テオは、自分の指から生まれる音を睨みつけた。


「そうかもしれない。だが、これは検死作業だ。創造ではない。」


「いいえ、テオ。」ユキは、力強く、しかし母性的に言った。


「これは、あなたの魂による、過去の才能への抵抗よ。あなたは、ジョン・レノンの曲をなぞるだけでは満足できない。あなたは、ジョンを超えようとしている。あなたが憎んでいるその才能が、あなたを新しい天才へと進化させ始めているのよ。」


テオは、ユキの情熱的なまなざしと、自分の指が自然に生み出した真実の音との間で、完全に身動きが取れなくなった。


彼は、もはやテオ・チャールズでもジョン・レノンでもない、新しい存在として、音の海に引き込まれ始めていた。


「...では、私は何をすればいい。」


テオは、初めて拒絶ではない、探求の言葉を口にした。


ユキは、微笑んだ。


「その新しいコードを、私に教えて。その音符は、あなたと私が出会った意味を、未来へと導く最初の言葉になるわ。」




【 公の舞台への招待】

ユキは、テオが「新しい天才」として生まれ変わり始めていることを確信し、すぐに次の段階へと進むことを決めた。


「そして、もう一つ。」


ユキは、テオが新しく掴んだコードをメモした楽譜を閉じながら言った。


「あなたの才能は、もうこのサロンだけに閉じ込めておくべきではないわ。」


テオは、警戒の目つきでユキを見上げた。


「どういう意味だ?」


「私がプロデュース(企画)する、美術館の展覧会よ。あなたの魂が、世界に語りかけるべき時が来たの。」


ユキは、その提案がテオに再び激しい拒絶を引き起こすことを知っていたが、迷いはなかった。

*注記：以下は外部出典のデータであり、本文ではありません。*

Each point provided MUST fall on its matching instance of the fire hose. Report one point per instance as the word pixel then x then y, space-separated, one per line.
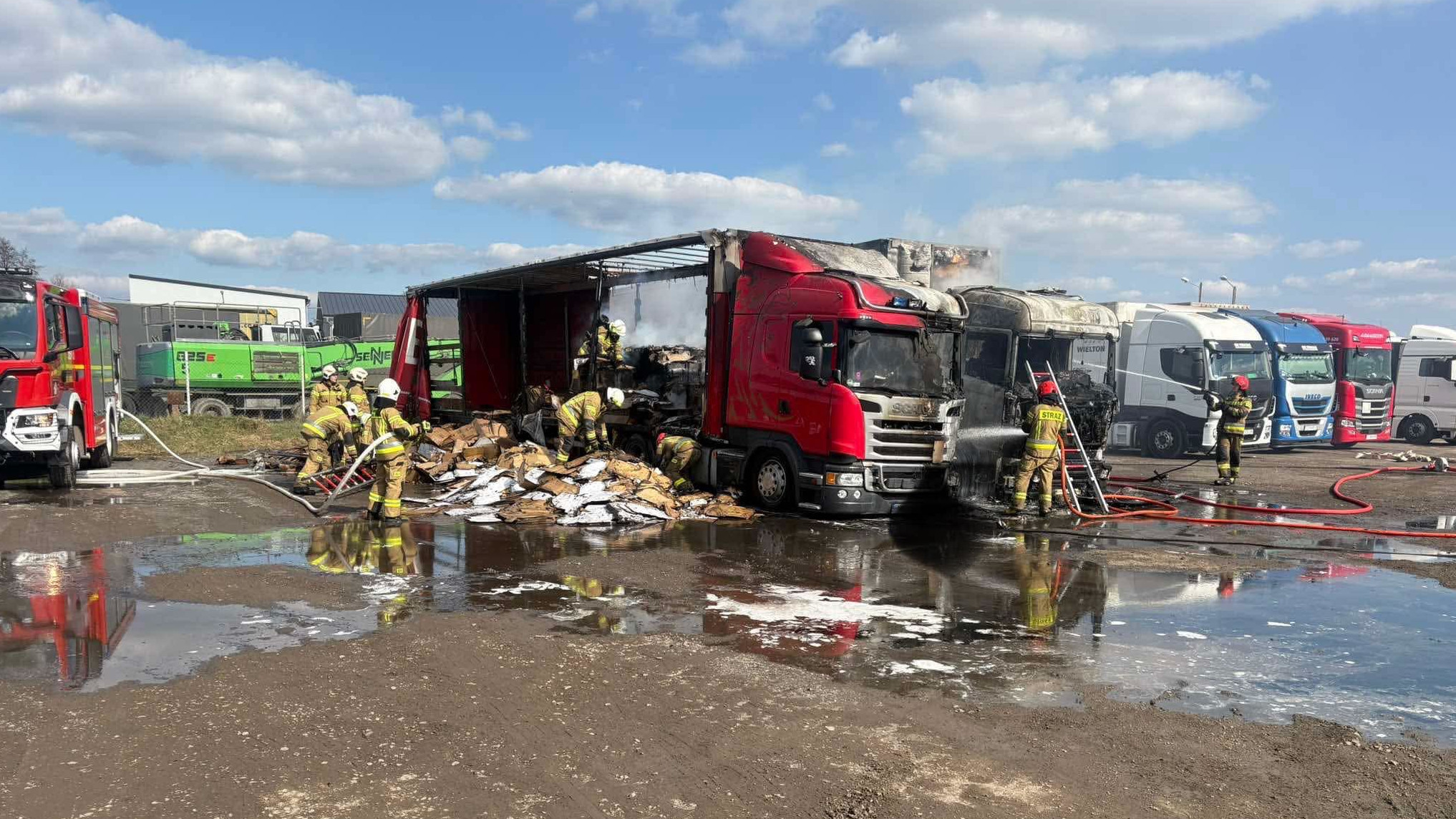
pixel 203 471
pixel 1163 510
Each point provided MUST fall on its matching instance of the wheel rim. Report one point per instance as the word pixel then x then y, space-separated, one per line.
pixel 774 481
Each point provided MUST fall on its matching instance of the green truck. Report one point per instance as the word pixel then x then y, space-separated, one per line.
pixel 270 379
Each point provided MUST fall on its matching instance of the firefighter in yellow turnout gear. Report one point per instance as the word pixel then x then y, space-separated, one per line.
pixel 1231 429
pixel 356 389
pixel 580 420
pixel 1043 455
pixel 328 392
pixel 676 455
pixel 319 432
pixel 391 458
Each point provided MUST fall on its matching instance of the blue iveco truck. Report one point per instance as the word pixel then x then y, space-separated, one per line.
pixel 1304 378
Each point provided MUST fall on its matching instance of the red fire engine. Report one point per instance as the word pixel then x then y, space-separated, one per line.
pixel 59 398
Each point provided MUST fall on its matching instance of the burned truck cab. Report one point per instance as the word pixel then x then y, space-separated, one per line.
pixel 1005 331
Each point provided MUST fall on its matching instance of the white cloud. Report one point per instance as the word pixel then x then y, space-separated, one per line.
pixel 35 223
pixel 469 149
pixel 117 87
pixel 1229 200
pixel 484 125
pixel 1382 273
pixel 638 200
pixel 1321 250
pixel 715 56
pixel 961 120
pixel 663 16
pixel 124 236
pixel 1019 37
pixel 1107 233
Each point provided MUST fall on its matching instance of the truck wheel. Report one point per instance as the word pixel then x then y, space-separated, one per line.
pixel 101 457
pixel 215 407
pixel 66 462
pixel 1419 430
pixel 1164 439
pixel 771 481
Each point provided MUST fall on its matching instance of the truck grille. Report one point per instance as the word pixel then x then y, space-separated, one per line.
pixel 1311 407
pixel 912 437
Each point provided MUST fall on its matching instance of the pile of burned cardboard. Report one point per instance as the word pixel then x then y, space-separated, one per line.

「テオ。あなたは、私が仕掛けたアート作品の、最も重要なパーツになるのよ。」


テオは、「アート作品」という言葉に、怒りではなく、逃れられない運命を感じて、深く息を吐いた。


「...勝手にしろ。だが、それは検死だ。創作ではない。」


ユキは、テオの諦めにも似た同意を勝利と受け止め、微笑んだ。


彼の魂が、運命の舞台へと足を踏み入れた瞬間だった。